She didn’t mean to say it. The question had already slipped from her lips before she knew it. But it’s too late to take it back.
He stiffens in the saddle, ever so slightly. His gaze fixed on the way ahead. His jaw set firm.
‘Beorn?’
It’s the first time she’s seen him wrong-footed. Until now he’s always had an answer for everything.
‘Yes,’ he mutters without looking at her. ‘Once or twice, when my lord thought we could fetch a good price for them.’
‘You did?’
‘Only because if we didn’t, our families would starve that winter because we had no silver to buy food and clothing. Did we like it? No. But we had no choice. Understand?’
Tova clenches her teeth to stop the anger spilling over. She can’t look at him. She tries not to think about those helpless wide-eyed folk, in frayed clothes either too large or small for them, being led in chains to places at the edge of the world.
Like Ase, maybe. Like Gunnhild.
Just as she thought she was beginning to understand him. What else is there, she wonders, that he isn’t telling them?
Right now she isn’t sure that she wants to know.
*
They come to the old road around midday. Straight as a pole, it runs north as far as the eye can see, across the hills. Like a knife cut across the land. No sign of the Normans in either direction, but there’s no doubt they’ve been this way.
Hoofprints everywhere, too many to count. The way has been churned into a mire. Long stretches ankle-deep with dirty rainwater. In the ditch by the roadside an iron cloak pin, bent out of shape, tossed away. A shoe with a hole in the toe. An ale flask. A battered drinking horn, chipped at the rim. A helmet with a dent that nobody could be bothered to hammer out.
‘There must have been hundreds of them,’ says Oslac. ‘A whole army, by the look of it. And not that long ago, either.’
He looks at Beorn, who nods.
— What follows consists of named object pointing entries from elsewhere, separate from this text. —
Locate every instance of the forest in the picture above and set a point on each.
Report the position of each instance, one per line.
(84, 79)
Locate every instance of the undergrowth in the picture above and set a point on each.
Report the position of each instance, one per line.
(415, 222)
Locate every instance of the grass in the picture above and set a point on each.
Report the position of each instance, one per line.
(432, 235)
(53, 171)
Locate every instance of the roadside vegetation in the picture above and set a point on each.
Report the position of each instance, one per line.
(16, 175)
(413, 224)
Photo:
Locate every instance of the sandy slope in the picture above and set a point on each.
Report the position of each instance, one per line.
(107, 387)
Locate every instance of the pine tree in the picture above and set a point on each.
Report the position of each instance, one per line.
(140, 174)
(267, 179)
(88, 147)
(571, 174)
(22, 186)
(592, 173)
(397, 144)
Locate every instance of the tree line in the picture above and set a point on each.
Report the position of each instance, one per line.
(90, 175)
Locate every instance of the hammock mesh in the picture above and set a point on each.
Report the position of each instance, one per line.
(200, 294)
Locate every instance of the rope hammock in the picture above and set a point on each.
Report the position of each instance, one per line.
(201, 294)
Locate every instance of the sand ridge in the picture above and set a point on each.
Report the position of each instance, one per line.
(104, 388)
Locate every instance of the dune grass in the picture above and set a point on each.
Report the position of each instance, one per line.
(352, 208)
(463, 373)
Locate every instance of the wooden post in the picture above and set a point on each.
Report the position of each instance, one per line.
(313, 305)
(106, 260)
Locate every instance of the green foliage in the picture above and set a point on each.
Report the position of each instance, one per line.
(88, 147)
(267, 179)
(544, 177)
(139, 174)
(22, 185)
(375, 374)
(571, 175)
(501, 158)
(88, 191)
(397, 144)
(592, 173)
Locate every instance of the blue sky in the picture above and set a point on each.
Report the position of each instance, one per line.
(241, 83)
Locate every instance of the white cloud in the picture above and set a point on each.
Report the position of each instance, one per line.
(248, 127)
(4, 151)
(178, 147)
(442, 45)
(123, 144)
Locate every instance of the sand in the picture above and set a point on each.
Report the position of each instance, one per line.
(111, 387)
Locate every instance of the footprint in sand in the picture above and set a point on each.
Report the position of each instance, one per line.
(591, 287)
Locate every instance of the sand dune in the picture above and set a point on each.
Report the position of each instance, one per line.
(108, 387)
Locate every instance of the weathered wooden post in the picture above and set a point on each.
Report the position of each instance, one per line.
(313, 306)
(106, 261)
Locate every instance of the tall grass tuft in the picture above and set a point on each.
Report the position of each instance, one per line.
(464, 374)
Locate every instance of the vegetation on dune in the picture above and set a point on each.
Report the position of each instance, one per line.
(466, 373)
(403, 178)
It might be the first time the two of them have found themselves of the same mind on anything.
‘All the more reason to keep moving, then,’ says the priest.
Tova couldn’t agree more.
*
They find the man by a stream, curled up in a ball like a child, whimpering softly to himself. Not dead, but hardly moving. His cloak and his brown robe are plastered in dirt and sticks and leaves; he has no shoes.
No one else around. No other sound save for the birds.
‘Who’s that?’ he says in a shaky voice as they approach him. ‘Is there somebody there?’
He stirs, raising his head a little: not so they can see his face, but enough for Tova to catch a glimpse of his bald pate with its crown of trimmed brown hair.
A monk.
‘Someone you might know?’ Oslac murmurs to Guthred, who sits in his saddle as still as stone.
Whoever he is, he’s hurt, and badly. While the others just stand there, Tova hurries over, splashing through the stream, and kneels down on the damp ground beside him. She rests her hand upon his shoulder. He flinches at her touch, gentle though it is.
‘It’s all right,’ she says softly.
He lies on his side, his head turned away from her, hidden underneath his cloak. A bloodstained hand clutches glass, amber and jet prayer beads on a scarlet thread with a cross hanging from the loop, and a tiny glass phial filled with a golden liquid about half the length of her little finger.
Holy oil. She knows what it is because old Thorvald had one much the same, which he wore on a chain around his neck. She remembers him telling her how, many years earlier, he’d made the long pilgrimage to Cantwaraburg to fill it from the gilded reliquary that held the saint’s remains.
‘P-please,’ he says. ‘Have mercy.’
His voice sounds young, if strangely muffled. And he seems young, from what she can tell.
‘There’s no need to be afraid.’
She reaches a hand up and peels back his cloak slowly so as not to distress him— And recoils, shrieking. She stands up too quickly. Her feet don’t feel like they belong to her.
Blood everywhere, streaked across both his cheeks. An angry, crusted gash along his jawline. Where his nose ought to be there’s only a sticky mess. In place of his eyes, dark, hollow sockets.
‘Have m-mercy on me,’ the man says again as he turns to face her. ‘I beg of you, please.’
She thought she’d seen everything these last few days. She didn’t think there was anything the enemy could do that could be worse than what she’s already witnessed.
His eyes. They put out his eyes.
‘Oh, dear God,’ says Guthred as he raises his hands to his mouth and looks away quickly. ‘Sweet Christ.’
‘Who did this to you?’ Beorn asks. ‘Who? Was it the Normans?’
But the man isn’t listening. He has started whimpering again. She can’t begin to imagine the agony he must be in.
‘Ale,’ says Tova, when she finds her voice again. ‘We need to give him some ale, or some water. Something. Anything.’